Cooking time: 1 hour
Preparation time: 40 mins.
Main Cooking Utensil: 9-in ring mold or tube pan
Oven temperature: as Card 8*
Oven position: ditto
For 12-16 servings you need:
See Card 8
Crème de menthe icing:
2 egg whites
3 1/2 cups sifted confectioners’ sugar
2-3 tablespoons crème de menthe
1. Make the cake as Card 8 but bake for only 1 hour.
2. Beat the egg whites with the sifted confectioners’ sugar, then gradually be in the crème de menthe.
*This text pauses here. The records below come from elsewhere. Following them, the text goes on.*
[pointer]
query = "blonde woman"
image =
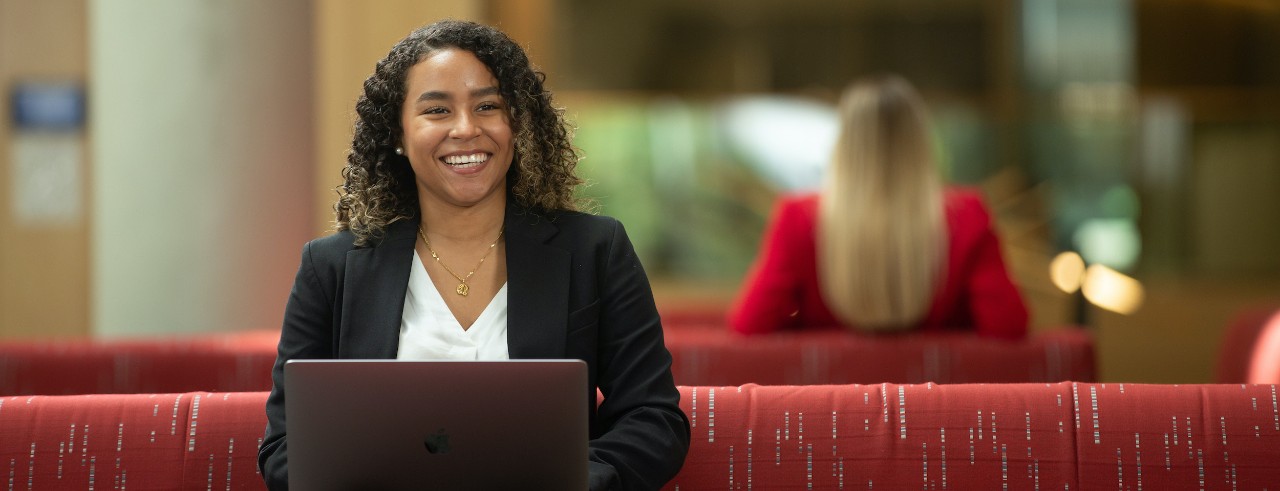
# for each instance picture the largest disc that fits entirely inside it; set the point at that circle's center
(883, 246)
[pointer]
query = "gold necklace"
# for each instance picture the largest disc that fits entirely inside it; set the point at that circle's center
(462, 280)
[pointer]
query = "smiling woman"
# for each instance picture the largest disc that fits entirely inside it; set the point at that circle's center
(458, 238)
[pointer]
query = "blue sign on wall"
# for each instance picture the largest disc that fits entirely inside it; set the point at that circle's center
(48, 106)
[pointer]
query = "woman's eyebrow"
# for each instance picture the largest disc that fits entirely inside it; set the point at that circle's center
(444, 96)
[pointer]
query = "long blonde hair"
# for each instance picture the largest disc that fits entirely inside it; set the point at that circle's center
(881, 230)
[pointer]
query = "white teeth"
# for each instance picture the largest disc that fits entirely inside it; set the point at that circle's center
(466, 159)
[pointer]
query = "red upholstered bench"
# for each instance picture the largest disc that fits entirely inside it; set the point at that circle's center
(720, 357)
(223, 362)
(1251, 348)
(1018, 436)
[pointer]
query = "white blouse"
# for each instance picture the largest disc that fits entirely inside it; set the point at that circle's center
(430, 331)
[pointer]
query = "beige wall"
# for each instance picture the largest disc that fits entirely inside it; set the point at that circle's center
(202, 152)
(44, 267)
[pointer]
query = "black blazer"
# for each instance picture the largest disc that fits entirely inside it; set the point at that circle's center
(575, 289)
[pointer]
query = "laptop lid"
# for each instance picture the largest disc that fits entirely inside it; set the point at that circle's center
(411, 425)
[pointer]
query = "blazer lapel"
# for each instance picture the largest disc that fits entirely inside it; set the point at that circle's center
(536, 287)
(373, 303)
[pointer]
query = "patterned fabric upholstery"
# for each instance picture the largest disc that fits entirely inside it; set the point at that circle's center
(136, 441)
(1016, 436)
(240, 362)
(718, 357)
(1019, 436)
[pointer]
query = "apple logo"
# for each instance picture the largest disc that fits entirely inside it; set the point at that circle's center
(437, 443)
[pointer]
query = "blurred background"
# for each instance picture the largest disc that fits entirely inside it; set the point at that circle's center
(163, 163)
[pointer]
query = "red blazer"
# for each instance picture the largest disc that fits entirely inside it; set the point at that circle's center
(781, 289)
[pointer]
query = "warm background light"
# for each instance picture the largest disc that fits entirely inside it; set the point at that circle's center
(1111, 289)
(1066, 270)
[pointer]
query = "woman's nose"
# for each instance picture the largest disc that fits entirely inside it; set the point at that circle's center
(465, 127)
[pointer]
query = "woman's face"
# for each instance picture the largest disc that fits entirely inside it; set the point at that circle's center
(457, 131)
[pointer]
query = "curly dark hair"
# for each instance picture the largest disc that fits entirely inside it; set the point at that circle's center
(379, 186)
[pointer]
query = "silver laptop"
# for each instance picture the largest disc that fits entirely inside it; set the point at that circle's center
(400, 425)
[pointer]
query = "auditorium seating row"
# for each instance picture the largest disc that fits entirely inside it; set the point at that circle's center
(1014, 436)
(702, 356)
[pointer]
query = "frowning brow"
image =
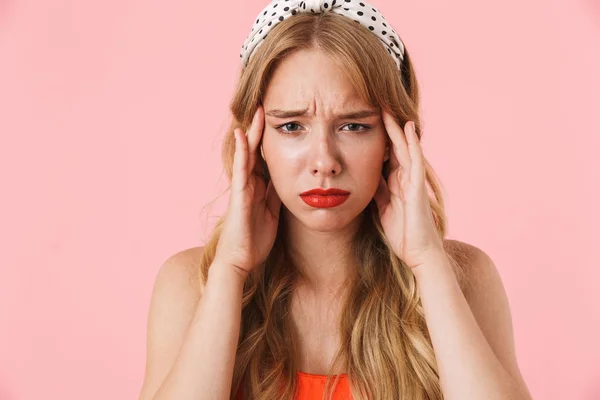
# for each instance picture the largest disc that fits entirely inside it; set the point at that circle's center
(302, 112)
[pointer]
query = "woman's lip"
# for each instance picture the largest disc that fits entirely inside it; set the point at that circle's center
(327, 201)
(324, 192)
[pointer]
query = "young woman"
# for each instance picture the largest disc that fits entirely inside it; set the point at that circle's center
(330, 274)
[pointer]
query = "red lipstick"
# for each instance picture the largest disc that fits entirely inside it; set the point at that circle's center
(324, 198)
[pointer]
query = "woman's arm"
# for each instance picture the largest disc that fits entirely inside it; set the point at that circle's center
(472, 336)
(201, 352)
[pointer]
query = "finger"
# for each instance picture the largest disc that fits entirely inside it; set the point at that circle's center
(417, 172)
(273, 200)
(254, 136)
(399, 143)
(240, 162)
(382, 195)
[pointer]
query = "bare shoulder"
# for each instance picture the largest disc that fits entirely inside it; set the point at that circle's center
(487, 298)
(183, 270)
(176, 292)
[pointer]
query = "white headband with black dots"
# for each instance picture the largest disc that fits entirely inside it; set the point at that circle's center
(360, 11)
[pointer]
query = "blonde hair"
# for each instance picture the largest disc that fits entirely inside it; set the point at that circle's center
(385, 345)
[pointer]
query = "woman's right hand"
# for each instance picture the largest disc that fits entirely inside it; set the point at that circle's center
(252, 217)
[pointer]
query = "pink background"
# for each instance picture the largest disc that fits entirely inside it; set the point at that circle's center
(111, 117)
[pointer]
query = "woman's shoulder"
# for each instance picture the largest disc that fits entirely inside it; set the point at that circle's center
(467, 261)
(181, 271)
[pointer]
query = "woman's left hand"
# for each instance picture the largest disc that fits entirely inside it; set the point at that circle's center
(403, 200)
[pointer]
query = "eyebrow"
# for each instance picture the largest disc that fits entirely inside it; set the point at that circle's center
(302, 112)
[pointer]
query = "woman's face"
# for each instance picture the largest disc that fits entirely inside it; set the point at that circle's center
(322, 148)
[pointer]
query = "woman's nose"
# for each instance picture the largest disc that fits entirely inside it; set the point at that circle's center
(324, 157)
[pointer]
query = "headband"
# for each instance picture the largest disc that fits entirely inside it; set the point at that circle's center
(360, 11)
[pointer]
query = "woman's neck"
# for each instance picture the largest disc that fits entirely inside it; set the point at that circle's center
(324, 259)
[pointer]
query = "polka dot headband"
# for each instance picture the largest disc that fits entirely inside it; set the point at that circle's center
(360, 11)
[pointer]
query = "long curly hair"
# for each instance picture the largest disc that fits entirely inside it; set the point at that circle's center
(385, 345)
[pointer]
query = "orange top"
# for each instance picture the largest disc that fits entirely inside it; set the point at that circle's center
(312, 386)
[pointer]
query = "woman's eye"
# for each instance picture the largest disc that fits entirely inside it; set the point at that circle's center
(358, 127)
(279, 128)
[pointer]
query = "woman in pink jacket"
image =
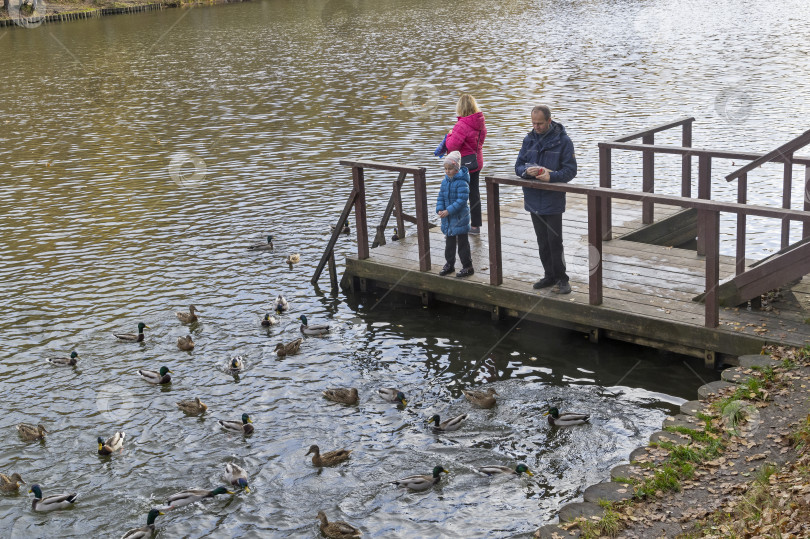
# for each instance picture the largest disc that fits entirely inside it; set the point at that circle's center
(467, 137)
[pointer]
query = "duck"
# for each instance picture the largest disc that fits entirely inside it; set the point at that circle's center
(243, 427)
(314, 329)
(288, 349)
(64, 361)
(187, 317)
(133, 337)
(161, 377)
(185, 343)
(505, 470)
(29, 432)
(236, 364)
(192, 406)
(328, 459)
(193, 495)
(51, 503)
(144, 532)
(556, 419)
(482, 399)
(449, 425)
(262, 246)
(343, 395)
(282, 305)
(392, 394)
(235, 475)
(337, 529)
(113, 443)
(10, 483)
(421, 482)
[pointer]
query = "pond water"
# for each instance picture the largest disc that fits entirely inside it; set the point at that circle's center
(140, 154)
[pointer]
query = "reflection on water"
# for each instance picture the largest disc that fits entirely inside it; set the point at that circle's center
(142, 153)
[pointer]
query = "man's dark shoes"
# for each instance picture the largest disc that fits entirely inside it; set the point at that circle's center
(465, 272)
(562, 287)
(545, 282)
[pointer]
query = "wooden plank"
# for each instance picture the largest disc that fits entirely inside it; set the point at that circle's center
(360, 212)
(494, 232)
(361, 163)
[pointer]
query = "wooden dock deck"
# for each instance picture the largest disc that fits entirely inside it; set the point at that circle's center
(648, 289)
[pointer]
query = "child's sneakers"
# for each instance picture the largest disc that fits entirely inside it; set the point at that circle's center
(465, 272)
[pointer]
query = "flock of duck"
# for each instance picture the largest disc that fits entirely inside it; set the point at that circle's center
(234, 475)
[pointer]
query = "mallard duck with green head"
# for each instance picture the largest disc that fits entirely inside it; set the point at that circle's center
(10, 483)
(263, 246)
(193, 495)
(282, 305)
(343, 395)
(192, 406)
(243, 427)
(187, 317)
(314, 329)
(133, 337)
(289, 349)
(482, 399)
(337, 529)
(568, 419)
(185, 343)
(113, 443)
(392, 394)
(236, 475)
(421, 482)
(160, 377)
(51, 503)
(236, 364)
(30, 433)
(330, 458)
(64, 361)
(144, 532)
(449, 425)
(494, 470)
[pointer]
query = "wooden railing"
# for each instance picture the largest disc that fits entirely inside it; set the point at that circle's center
(357, 200)
(598, 199)
(784, 154)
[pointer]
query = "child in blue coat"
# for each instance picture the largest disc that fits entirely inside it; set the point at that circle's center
(452, 207)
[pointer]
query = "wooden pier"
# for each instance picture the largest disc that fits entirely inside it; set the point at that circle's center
(646, 293)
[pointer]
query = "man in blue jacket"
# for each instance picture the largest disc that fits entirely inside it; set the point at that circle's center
(547, 155)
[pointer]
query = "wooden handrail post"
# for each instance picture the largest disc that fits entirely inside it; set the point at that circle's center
(787, 187)
(422, 228)
(686, 161)
(806, 225)
(742, 198)
(605, 181)
(594, 249)
(711, 221)
(494, 232)
(399, 210)
(648, 179)
(359, 182)
(704, 192)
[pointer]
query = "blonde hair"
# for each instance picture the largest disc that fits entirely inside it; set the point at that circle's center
(466, 105)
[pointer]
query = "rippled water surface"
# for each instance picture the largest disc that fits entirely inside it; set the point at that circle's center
(139, 154)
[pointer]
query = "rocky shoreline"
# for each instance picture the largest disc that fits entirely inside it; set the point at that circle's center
(733, 463)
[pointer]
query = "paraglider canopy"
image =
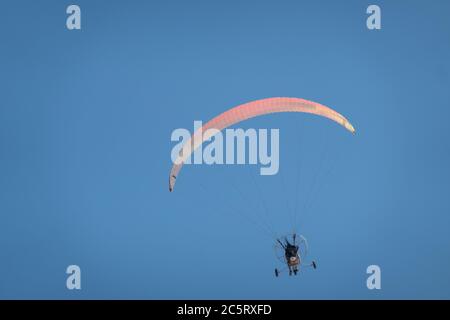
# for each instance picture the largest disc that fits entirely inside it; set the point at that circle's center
(247, 111)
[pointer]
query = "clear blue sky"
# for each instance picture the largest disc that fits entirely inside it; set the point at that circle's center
(85, 124)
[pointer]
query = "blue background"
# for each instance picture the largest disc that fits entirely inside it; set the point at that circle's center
(85, 124)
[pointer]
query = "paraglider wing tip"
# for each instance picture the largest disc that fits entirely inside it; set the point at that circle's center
(349, 127)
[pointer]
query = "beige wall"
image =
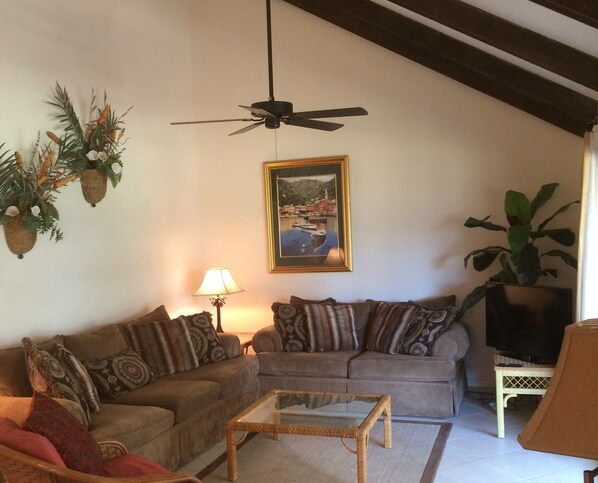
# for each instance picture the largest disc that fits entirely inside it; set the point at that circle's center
(431, 153)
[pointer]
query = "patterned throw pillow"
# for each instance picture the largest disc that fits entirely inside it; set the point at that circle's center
(48, 376)
(389, 326)
(206, 342)
(68, 360)
(164, 345)
(74, 443)
(330, 327)
(289, 320)
(426, 325)
(119, 374)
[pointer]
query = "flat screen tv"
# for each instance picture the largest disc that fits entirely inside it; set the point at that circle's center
(527, 322)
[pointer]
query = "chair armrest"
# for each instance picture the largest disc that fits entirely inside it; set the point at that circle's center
(267, 339)
(18, 408)
(231, 344)
(453, 343)
(17, 466)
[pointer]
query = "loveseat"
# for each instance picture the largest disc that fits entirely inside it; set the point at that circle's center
(167, 418)
(411, 350)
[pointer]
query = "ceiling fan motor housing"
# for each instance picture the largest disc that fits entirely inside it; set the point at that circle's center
(276, 108)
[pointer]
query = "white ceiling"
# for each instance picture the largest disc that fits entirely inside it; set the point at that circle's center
(528, 15)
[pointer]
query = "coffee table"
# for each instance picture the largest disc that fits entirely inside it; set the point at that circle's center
(341, 415)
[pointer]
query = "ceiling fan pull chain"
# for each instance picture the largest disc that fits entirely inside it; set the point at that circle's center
(269, 36)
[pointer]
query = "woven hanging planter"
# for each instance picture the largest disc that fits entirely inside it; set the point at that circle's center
(94, 184)
(18, 238)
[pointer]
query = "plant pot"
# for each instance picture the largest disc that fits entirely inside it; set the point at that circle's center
(93, 184)
(18, 238)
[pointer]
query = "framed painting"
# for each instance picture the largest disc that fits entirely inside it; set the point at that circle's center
(308, 215)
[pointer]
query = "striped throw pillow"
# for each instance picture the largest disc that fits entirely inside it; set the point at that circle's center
(389, 326)
(165, 346)
(330, 327)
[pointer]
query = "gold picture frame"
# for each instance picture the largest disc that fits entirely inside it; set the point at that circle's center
(308, 215)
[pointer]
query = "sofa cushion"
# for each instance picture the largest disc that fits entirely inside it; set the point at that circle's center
(206, 343)
(74, 443)
(27, 442)
(372, 365)
(99, 344)
(231, 375)
(425, 329)
(330, 327)
(316, 364)
(119, 373)
(164, 345)
(389, 326)
(183, 398)
(68, 360)
(301, 301)
(48, 376)
(289, 321)
(133, 426)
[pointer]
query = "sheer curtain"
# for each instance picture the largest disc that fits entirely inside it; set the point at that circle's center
(587, 275)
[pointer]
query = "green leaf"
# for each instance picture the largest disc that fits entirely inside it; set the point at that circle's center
(518, 237)
(517, 208)
(527, 264)
(506, 275)
(568, 259)
(562, 209)
(472, 298)
(476, 223)
(544, 194)
(483, 257)
(563, 236)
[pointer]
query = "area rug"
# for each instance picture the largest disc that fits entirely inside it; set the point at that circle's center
(414, 457)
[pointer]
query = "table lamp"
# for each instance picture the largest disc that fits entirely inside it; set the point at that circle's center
(216, 283)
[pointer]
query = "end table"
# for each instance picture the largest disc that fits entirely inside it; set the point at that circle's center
(525, 378)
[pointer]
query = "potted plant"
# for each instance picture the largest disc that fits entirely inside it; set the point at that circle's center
(520, 261)
(92, 152)
(27, 196)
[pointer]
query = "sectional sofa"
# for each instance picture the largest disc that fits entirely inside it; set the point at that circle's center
(168, 419)
(424, 379)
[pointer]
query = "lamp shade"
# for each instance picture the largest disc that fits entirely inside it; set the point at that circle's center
(566, 421)
(218, 281)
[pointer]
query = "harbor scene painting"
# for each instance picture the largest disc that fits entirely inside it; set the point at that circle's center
(307, 213)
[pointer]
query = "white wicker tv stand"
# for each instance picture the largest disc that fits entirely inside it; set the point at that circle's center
(528, 378)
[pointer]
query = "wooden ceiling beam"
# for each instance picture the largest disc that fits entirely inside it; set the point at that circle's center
(585, 11)
(510, 37)
(529, 92)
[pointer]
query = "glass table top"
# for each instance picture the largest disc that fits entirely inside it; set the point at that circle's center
(333, 410)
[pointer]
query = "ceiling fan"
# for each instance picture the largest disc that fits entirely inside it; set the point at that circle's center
(272, 113)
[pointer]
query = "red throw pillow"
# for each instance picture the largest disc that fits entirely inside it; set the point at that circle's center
(131, 465)
(36, 445)
(76, 446)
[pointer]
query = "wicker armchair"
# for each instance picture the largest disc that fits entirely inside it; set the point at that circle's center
(17, 467)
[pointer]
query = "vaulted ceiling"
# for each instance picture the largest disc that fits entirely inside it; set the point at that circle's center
(537, 94)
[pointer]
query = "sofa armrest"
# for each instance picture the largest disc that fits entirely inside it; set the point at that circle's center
(267, 339)
(231, 344)
(453, 343)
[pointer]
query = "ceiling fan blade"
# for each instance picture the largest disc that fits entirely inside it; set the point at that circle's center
(313, 124)
(343, 112)
(213, 120)
(247, 128)
(256, 111)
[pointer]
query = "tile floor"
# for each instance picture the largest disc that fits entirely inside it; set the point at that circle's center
(474, 454)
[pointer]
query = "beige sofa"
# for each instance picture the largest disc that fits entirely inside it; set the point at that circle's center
(169, 420)
(431, 386)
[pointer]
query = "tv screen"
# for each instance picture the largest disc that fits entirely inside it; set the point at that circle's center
(527, 321)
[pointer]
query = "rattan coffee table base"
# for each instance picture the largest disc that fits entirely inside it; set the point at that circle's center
(271, 422)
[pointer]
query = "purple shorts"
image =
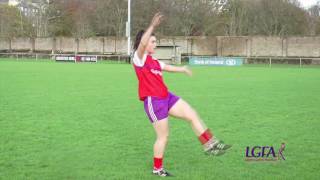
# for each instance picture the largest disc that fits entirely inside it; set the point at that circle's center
(157, 108)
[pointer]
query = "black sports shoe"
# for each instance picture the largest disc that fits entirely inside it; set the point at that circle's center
(161, 172)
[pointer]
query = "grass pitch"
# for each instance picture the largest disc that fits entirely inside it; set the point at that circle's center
(84, 121)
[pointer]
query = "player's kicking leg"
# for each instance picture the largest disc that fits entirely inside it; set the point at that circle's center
(211, 145)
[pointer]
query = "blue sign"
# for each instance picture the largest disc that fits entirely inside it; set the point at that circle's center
(215, 61)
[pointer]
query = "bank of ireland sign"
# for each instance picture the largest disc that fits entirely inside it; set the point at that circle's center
(215, 61)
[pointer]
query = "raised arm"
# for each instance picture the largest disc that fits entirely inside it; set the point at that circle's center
(146, 36)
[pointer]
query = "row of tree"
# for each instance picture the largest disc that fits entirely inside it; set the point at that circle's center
(82, 18)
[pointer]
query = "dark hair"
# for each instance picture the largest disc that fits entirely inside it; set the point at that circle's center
(138, 39)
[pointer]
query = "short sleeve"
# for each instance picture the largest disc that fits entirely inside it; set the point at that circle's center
(162, 64)
(137, 61)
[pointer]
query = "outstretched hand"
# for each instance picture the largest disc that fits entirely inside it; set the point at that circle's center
(187, 70)
(157, 19)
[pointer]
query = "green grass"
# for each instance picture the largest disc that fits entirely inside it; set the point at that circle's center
(84, 121)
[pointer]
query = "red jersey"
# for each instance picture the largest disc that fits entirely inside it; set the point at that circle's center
(149, 74)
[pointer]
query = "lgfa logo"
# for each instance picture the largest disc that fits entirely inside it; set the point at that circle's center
(264, 153)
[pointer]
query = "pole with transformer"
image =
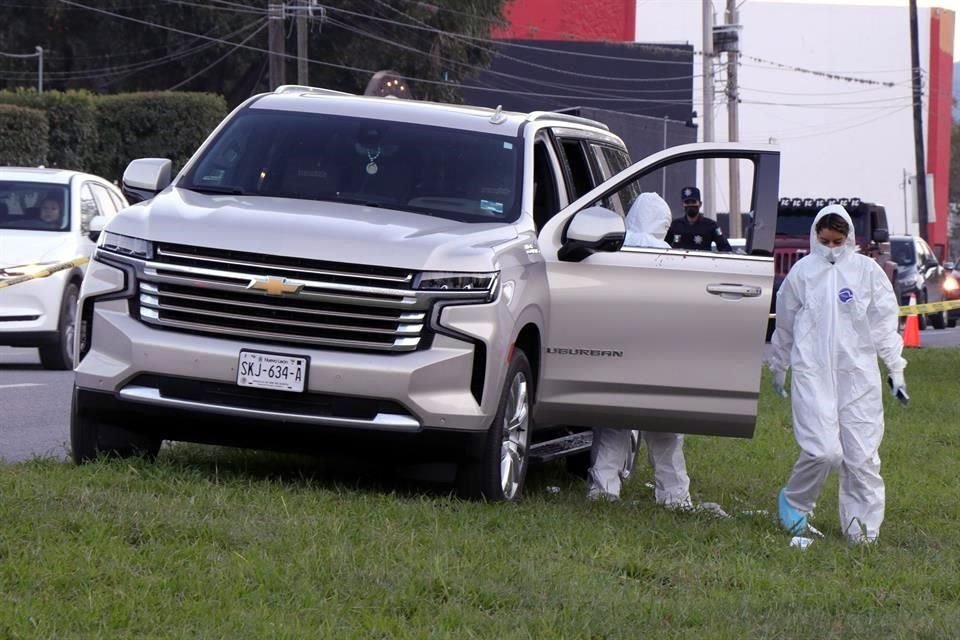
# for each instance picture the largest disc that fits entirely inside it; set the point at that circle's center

3. Spread over the cake with a wetted palette knife, keeping a rather rough appearance.
4. Press the candied cherries and walnuts in position.
TO SERVE: Cut in slices.
TO VARY: Instead of this rather rich moist chocolate cake, a lighter cake may be made. Cream1 cup margarine or butter with 1 cup sugar, gradually be in 4 eggs, fold in 1 2/3 cups all-purpose flour sifted with 1/3 cup cocoa powder and 2 teaspoons double acting baking powder. Bake for approximately 50 minutes in the center of a 375°F oven.
TO STORE: This moist chocolate cake keeps well for some days. Ice as soon as cool-this helps keep it fresh.
* When baking always check oven temperature with that recommended in your cooker instruction card or book.